Il nome di Acerbi potrebbe ritornare tra i convocati a seguito delle prestazioni convincenti in campionato e Champions e le garanzie offerte in marcatura del temibile Haaland. Il difensore dell’Inter potrebbe non essere l’unica novità. In difesa il ct tiene sempre sotto osservazione Comuzzo e Gabbia che sta giocando, con alterne fortune, nel Milan. In mezzo, oltre ai soliti nomi (Ricci, Rovella, Barella, Frattesi, Tonali), è sempre forte il nome di Casadei, che ha caratteristiche fisiche ideali contro una Norvegia “fisica”. Non sono passate inosservate le prestazioni di Mandragora che può essere utile sia da centrale sia da mezzala: il viola è sul taccuino di Spalletti. In attacco, Retegui, Kean, Raspadori, Zaccagni e Maldini saranno presenti, e non è da escludere che il ct voglia portare anche Lucca come soluzione per il gioco aereo.

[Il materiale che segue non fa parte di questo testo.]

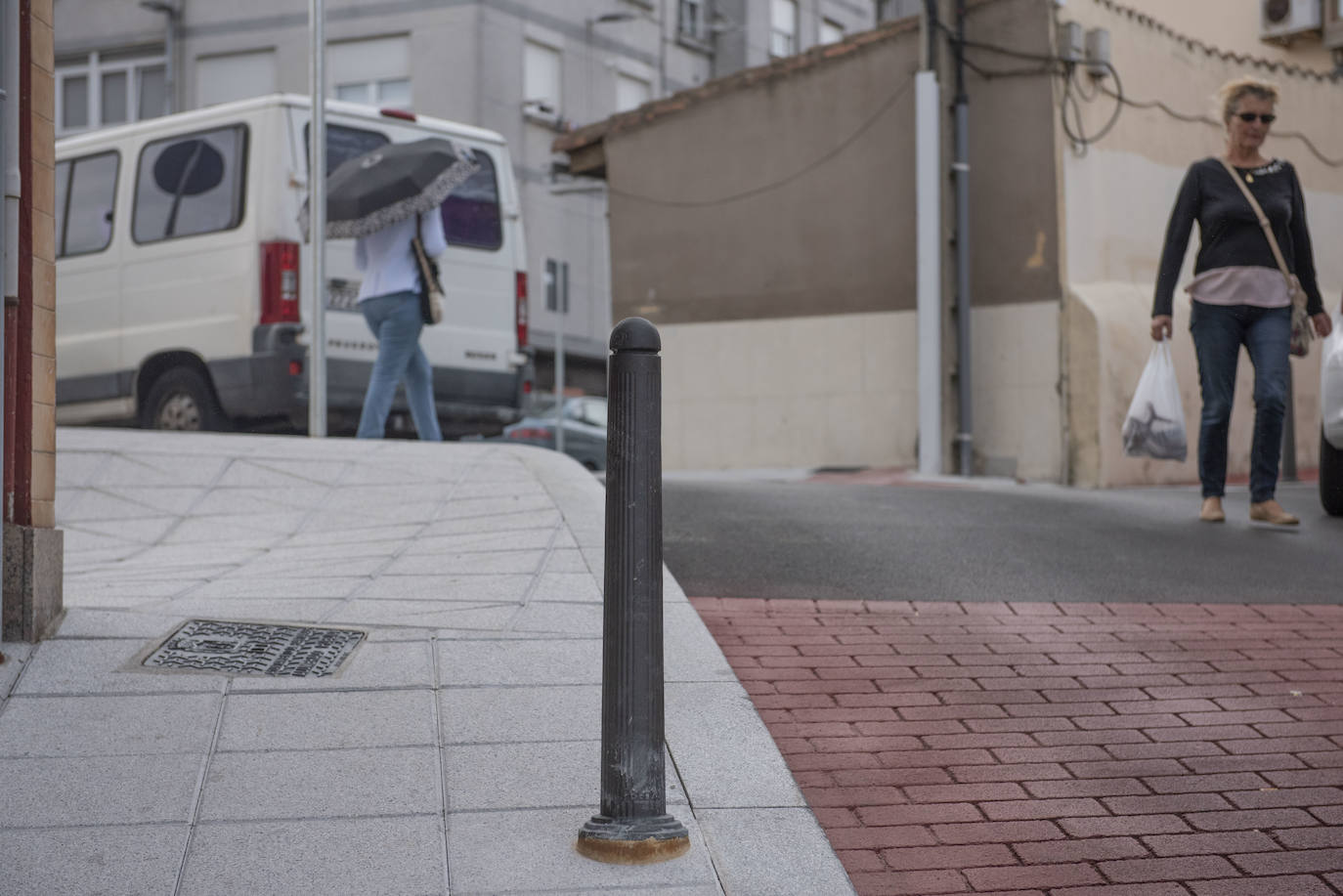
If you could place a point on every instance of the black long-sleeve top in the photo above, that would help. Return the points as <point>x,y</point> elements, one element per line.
<point>1229,233</point>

Ecco la probabile lista di convocati azzurri:
Portieri: Donnarumma, Vicario, Meret.
Difensori: Di Lorenzo, Gatti, Bastoni, Buongiorno, Calafiori e uno tra Acerbi, Comuzzo e Gabbia.
Esterni: Cambiaso, Politano, Dimarco, Udogie.
Centrocampisti: Ricci, Rovella, Tonali, Barella, Frattesi, Casadei (Mandragora, Pisilli).
Attaccanti: Zaccagni, Raspadori, Maldini, Retegui, Kean, Lucca.